Application of underdamped Langevin dynamics simulations for the study of diffusion from a drug-eluting stent

TL;DR

This paper demonstrates that underdamped Langevin dynamics simulations can effectively model drug diffusion from a drug-eluting stent, showing minimal delay effects and highlighting their potential for complex diffusion problems.

Contribution

It introduces the use of underdamped Langevin dynamics simulations for modeling drug diffusion in systems with spatially-dependent diffusion coefficients.

Findings

Membrane has negligible delay on drug delivery rate.

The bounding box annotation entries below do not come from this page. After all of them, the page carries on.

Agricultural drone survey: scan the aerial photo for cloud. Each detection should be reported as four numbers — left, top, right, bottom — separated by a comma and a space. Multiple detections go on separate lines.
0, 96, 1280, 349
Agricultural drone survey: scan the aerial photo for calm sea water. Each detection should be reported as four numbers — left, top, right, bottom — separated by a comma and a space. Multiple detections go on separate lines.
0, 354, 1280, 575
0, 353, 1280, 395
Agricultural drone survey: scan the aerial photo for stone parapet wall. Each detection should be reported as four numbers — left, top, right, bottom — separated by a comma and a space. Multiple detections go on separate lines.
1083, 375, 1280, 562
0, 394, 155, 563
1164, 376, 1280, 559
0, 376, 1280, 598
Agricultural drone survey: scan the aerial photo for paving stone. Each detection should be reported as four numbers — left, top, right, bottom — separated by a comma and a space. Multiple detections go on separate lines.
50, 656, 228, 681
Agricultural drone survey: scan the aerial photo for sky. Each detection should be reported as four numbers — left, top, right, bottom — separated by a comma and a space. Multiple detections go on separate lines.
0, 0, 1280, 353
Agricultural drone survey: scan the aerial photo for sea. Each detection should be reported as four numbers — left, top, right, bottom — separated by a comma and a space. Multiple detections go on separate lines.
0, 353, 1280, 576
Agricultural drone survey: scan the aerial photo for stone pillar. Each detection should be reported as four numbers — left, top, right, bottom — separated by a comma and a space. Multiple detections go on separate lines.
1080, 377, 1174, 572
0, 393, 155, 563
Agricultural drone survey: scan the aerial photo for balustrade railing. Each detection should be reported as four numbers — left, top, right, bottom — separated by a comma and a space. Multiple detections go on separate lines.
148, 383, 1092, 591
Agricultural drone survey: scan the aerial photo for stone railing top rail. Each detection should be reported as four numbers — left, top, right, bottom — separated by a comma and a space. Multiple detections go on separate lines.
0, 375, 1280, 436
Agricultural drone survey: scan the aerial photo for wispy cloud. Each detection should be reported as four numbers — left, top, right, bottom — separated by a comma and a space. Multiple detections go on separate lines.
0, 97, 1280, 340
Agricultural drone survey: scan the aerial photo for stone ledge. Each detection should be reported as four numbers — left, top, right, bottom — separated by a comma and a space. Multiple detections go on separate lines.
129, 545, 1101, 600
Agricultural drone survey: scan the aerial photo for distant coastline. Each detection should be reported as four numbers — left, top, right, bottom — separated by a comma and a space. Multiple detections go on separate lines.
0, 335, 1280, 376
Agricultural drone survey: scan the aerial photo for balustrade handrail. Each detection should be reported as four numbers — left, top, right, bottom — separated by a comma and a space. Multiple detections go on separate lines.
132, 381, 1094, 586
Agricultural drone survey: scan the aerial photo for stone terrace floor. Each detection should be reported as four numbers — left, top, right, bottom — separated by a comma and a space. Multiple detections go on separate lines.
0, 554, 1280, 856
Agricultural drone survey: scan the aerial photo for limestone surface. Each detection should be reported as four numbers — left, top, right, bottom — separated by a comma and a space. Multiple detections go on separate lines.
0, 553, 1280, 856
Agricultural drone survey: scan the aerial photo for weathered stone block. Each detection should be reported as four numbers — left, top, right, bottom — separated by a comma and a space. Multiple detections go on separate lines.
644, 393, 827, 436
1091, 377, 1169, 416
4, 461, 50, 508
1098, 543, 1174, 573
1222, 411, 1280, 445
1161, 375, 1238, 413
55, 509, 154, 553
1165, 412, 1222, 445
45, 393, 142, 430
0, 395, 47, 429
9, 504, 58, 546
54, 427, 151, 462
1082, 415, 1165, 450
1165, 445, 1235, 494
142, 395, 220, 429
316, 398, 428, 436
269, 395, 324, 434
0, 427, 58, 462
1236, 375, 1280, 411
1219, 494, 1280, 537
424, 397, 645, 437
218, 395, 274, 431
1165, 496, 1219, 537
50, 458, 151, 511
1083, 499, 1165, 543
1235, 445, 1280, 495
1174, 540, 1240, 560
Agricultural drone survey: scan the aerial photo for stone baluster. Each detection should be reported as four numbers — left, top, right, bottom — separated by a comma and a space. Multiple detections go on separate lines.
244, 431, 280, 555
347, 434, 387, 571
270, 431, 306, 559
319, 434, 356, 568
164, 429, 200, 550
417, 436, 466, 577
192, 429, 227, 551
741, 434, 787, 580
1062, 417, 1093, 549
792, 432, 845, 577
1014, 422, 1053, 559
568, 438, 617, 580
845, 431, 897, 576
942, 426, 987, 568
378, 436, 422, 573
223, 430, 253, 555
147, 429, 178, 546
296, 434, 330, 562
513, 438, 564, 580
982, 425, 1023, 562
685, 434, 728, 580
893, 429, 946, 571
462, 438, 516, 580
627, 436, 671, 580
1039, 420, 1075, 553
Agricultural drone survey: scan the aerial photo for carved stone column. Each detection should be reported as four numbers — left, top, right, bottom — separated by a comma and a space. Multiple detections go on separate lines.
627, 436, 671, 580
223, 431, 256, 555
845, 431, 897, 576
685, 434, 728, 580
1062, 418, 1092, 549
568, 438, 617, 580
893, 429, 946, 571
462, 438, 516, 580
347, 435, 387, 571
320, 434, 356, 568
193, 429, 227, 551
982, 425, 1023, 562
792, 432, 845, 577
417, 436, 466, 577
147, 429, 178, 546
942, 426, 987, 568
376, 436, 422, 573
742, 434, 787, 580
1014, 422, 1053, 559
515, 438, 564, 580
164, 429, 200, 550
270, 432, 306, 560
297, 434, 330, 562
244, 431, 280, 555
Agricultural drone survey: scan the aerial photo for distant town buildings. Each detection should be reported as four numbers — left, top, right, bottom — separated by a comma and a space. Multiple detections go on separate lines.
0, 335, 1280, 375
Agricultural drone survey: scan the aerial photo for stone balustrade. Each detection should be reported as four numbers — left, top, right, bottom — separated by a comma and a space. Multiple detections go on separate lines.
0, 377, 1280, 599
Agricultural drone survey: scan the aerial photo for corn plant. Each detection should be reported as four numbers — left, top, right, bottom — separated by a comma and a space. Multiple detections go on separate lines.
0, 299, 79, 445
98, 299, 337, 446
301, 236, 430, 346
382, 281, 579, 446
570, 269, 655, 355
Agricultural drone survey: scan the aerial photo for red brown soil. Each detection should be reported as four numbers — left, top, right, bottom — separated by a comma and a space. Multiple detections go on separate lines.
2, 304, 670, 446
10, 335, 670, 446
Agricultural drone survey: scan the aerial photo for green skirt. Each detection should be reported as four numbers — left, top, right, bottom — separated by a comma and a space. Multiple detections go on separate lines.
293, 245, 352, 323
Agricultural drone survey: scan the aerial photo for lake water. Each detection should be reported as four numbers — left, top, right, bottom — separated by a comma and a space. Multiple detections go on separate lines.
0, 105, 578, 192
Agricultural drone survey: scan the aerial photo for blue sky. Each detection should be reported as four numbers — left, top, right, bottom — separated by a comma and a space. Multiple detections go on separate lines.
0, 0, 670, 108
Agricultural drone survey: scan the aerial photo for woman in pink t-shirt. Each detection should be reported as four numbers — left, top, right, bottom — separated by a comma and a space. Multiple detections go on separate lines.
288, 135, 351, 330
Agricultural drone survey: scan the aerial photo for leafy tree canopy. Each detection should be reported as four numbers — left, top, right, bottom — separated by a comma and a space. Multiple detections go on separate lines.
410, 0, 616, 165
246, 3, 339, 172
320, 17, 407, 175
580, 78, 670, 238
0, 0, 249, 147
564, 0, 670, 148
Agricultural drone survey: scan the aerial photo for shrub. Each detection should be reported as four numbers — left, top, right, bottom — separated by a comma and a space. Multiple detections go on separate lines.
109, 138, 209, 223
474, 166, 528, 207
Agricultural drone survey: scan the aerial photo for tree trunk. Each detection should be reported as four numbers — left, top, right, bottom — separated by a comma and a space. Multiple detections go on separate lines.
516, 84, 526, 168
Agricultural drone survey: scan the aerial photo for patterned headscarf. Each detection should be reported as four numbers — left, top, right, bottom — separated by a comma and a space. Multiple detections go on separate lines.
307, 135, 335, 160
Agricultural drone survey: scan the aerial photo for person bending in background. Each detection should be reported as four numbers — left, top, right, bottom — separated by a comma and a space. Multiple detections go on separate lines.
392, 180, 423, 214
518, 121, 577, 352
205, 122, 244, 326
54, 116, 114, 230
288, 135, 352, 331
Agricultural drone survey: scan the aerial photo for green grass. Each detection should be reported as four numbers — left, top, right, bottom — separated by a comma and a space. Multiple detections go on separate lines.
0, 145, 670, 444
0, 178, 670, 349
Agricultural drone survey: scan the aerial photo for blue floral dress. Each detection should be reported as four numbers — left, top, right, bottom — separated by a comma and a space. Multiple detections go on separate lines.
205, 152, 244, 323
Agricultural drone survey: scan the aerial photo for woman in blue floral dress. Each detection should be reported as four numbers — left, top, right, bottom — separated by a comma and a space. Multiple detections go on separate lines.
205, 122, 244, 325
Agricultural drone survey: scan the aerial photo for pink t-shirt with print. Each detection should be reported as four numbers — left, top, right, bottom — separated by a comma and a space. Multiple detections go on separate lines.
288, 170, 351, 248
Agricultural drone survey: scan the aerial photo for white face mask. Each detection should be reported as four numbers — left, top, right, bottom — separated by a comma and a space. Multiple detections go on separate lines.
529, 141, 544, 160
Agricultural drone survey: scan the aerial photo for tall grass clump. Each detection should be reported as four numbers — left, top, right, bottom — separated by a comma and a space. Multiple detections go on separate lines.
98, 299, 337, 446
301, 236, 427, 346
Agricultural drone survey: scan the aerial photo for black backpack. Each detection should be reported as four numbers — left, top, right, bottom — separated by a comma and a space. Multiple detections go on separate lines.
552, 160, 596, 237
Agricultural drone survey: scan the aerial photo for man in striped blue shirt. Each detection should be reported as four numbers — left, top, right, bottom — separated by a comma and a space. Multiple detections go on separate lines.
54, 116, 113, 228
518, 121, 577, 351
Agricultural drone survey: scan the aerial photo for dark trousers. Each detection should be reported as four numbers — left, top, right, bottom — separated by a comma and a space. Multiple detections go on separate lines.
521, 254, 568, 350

Underdamped Langevin dynamics is efficient for complex diffusion modeling.

Potential for applying this method to other diffusion systems.

Abstract

We use a one-dimensional two layer model with a semi-permeable membrane to study the diffusion of a therapeutic drug delivered from a drug-eluting stent (DES). The rate of drug transfer from the stent coating to the arterial wall is calculated by using underdamped Langevin dynamics simulations. Our results reveal that the membrane has virtually no delay effect on the rate of delivery from the DES. The work demonstrates the great potential of underdamped Langevin dynamics simulations as an easy to implement, efficient, method for solving complicated diffusion problems in systems with a spatially-dependent diffusion coefficient.